I think it’s more about obtaining an unfair advantage through loans that are significantly below the market rate, not shareholder loans per se……simple solution is to revalue those loans at the appropriate market rate and apply them retroactively…….but you would quickly see a number of clubs fail FFP …ooops.There is clearly nothing illegal about soft loans, per se.
But here is a question. Is it actually legal to prevent an owner funding a company with soft loans? For example, directors of a company that owns a club have a Companies Act responsibility to act in the interest of the company's shareholders. There may be good reasons why the directors consider soft loans to be in the interests of the shareholders. Who are the PL to say they can't do that? Is it not abuse of a dominant position to force an owner to restructure its funding (that is what the current APT rules require), potentially unfavourably to the shareholders.
It's the same question as forcing a club to renegotiate downwards (or upwards!) a sponsorship contract which was accepted by both parties as being to the benefit of the shareholders.
Which responsibility takes precedence? The responsibility of the directors of the club, or of the club owners, to their shareholders, or the contractual responsibility set out in the PL rules?
Or maybe I am missing something simple. It wouldn't be the first time ......
If we take this back to the very basics, what is the problem with an owner investing their money into their company? This is the elementary problem of FFP/PSR.I think it’s more about obtaining an unfair advantage through loans that are significantly below the market rate, not shareholder loans per se……simple solution is to revalue those loans at the appropriate market rate and apply them retroactively…….but you would quickly see a number of clubs fail FFP …ooops.
And in some cases like Everton’s, they would never have got a loan on anywhere like favourable terms due to their financial situation….so what do you do in that/those type of cases….a proper premier league pickle….lol
If we take this back to the very basics, what is the problem with an owner investing their money into their company? This is the elementary problem of FFP/PSR.
Cutting to the chase, FFP & PSR were evidently brought in to stop the wealthier Manchester City from competing with the cartel, whilst allowing the cartel to keep spending their way to success.
City have found ways around this obvious con, hence why UEFA & the PL keep moving the goal posts & closing loopholes, which has been as effective as closing the stable doors after the knackered old donkey has bolted for the hills.
This is why I rarely get into the weeds of this farce with opposition fans.

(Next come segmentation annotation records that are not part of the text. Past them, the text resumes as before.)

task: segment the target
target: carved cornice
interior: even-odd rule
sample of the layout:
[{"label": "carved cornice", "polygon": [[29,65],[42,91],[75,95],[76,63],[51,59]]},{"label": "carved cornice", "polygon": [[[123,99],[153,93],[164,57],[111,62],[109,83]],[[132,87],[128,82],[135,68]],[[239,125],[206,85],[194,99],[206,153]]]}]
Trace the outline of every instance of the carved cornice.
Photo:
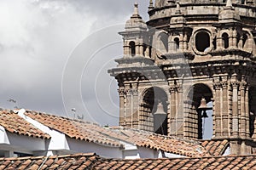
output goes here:
[{"label": "carved cornice", "polygon": [[230,84],[233,88],[238,88],[240,82],[238,81],[234,81],[234,82],[231,82]]},{"label": "carved cornice", "polygon": [[177,87],[176,86],[171,86],[169,90],[170,90],[171,94],[174,94],[175,92],[177,92]]},{"label": "carved cornice", "polygon": [[213,88],[215,90],[220,90],[220,88],[222,88],[222,82],[213,82]]},{"label": "carved cornice", "polygon": [[227,81],[221,82],[221,87],[222,87],[224,89],[228,88],[228,87],[229,87],[228,82],[227,82]]},{"label": "carved cornice", "polygon": [[241,88],[241,89],[243,89],[243,90],[246,89],[247,86],[247,82],[241,81],[240,82],[240,88]]}]

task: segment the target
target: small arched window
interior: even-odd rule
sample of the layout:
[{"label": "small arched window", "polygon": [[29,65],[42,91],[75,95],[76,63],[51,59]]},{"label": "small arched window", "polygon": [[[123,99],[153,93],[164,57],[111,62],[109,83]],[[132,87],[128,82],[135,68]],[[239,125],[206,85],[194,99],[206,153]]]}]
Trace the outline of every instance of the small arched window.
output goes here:
[{"label": "small arched window", "polygon": [[159,35],[159,47],[158,50],[161,54],[166,54],[168,52],[168,35],[165,32],[161,32]]},{"label": "small arched window", "polygon": [[223,33],[222,34],[222,42],[223,42],[223,46],[226,49],[229,48],[229,35],[227,33]]},{"label": "small arched window", "polygon": [[178,37],[174,38],[174,42],[175,42],[175,49],[177,50],[179,49],[179,39]]},{"label": "small arched window", "polygon": [[248,37],[246,34],[242,35],[242,48],[247,48]]},{"label": "small arched window", "polygon": [[129,48],[130,48],[130,54],[131,56],[135,56],[136,51],[135,51],[135,42],[130,42],[129,43]]},{"label": "small arched window", "polygon": [[201,31],[196,34],[195,48],[200,52],[206,52],[210,48],[210,36],[207,32]]}]

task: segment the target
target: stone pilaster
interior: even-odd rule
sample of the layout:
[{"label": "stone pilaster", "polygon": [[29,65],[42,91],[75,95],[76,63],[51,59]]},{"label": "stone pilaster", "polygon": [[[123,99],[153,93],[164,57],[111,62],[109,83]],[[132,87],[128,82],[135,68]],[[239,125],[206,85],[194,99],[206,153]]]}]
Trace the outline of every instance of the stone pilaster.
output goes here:
[{"label": "stone pilaster", "polygon": [[124,88],[119,88],[118,90],[119,94],[119,126],[125,125],[125,91]]},{"label": "stone pilaster", "polygon": [[222,123],[221,123],[221,105],[220,105],[220,89],[221,89],[221,83],[219,82],[213,83],[213,88],[215,89],[215,105],[214,105],[214,116],[215,116],[215,137],[218,138],[221,136],[222,131]]},{"label": "stone pilaster", "polygon": [[246,120],[246,88],[247,83],[245,82],[241,82],[240,83],[240,136],[242,138],[246,137],[247,133],[247,120]]},{"label": "stone pilaster", "polygon": [[177,131],[177,127],[176,127],[176,100],[177,100],[177,96],[176,96],[176,91],[177,88],[175,86],[171,86],[170,88],[170,94],[171,94],[171,118],[170,118],[170,134],[172,136],[176,135],[176,131]]},{"label": "stone pilaster", "polygon": [[183,137],[183,87],[182,85],[177,86],[177,137]]},{"label": "stone pilaster", "polygon": [[239,134],[239,116],[238,116],[238,82],[232,82],[232,136],[236,138]]},{"label": "stone pilaster", "polygon": [[228,82],[221,82],[222,86],[222,135],[229,136],[229,100],[228,100]]}]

It's like holding an argument over whether Santa Claus will be wearing red or sky blue this Christmas? Santa doesn't exist, which renders the opinions moot.

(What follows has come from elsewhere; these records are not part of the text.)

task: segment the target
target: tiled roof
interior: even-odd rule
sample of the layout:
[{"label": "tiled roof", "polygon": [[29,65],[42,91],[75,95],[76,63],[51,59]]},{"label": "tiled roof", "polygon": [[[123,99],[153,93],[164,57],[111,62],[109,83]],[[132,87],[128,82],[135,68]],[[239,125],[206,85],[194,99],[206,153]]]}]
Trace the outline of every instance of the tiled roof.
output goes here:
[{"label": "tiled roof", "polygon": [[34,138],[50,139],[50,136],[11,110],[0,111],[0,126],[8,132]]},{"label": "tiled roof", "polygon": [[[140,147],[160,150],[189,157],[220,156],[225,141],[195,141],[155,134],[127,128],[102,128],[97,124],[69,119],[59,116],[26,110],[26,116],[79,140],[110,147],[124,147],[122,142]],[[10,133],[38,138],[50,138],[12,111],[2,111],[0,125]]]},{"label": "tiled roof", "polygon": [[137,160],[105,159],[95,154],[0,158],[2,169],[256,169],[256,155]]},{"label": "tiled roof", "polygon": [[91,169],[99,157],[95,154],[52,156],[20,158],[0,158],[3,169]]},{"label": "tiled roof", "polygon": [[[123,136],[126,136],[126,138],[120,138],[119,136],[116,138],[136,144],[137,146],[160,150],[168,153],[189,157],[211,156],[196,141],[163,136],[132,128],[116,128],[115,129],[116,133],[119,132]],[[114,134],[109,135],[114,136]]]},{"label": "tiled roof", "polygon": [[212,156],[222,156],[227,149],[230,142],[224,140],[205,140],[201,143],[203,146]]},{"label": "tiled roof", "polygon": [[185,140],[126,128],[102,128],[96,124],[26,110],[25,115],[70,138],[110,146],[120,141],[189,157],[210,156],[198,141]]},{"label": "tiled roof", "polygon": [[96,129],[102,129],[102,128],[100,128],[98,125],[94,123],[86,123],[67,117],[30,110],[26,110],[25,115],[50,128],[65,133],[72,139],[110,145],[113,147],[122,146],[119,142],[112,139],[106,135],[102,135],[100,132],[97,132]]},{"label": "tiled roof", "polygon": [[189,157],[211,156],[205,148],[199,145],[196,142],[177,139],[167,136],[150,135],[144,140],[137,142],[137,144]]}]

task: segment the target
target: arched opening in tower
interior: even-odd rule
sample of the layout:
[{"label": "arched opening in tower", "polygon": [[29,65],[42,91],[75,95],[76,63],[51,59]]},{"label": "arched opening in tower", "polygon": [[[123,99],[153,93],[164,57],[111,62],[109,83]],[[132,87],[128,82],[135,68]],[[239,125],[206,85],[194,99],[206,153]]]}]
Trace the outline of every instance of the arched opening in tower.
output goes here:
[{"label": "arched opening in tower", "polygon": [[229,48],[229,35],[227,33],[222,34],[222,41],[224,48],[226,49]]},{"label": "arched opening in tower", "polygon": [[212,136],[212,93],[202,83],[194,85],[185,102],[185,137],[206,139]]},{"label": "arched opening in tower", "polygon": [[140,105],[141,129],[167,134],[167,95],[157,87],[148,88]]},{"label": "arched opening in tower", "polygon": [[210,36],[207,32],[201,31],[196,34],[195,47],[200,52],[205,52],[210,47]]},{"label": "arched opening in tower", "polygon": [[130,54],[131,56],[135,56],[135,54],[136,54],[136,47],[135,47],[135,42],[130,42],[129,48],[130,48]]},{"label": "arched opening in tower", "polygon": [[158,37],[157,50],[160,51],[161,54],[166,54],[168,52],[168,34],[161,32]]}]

The only reason FFP/PSR/APT are still a thing 15 years after their introduction is because UEFA & the PL are judge, jury & executioner where football is concerned. The two times external arbiters have ruled on their judgements, they've found against them, but as long as UEFA & the PL are allowed to self regulate, they'll continue to concoct further cunning plans to stymie Manchester City.
It's like we're the birds in a long running series of the Wile E Cayote or Catch The Pigeon.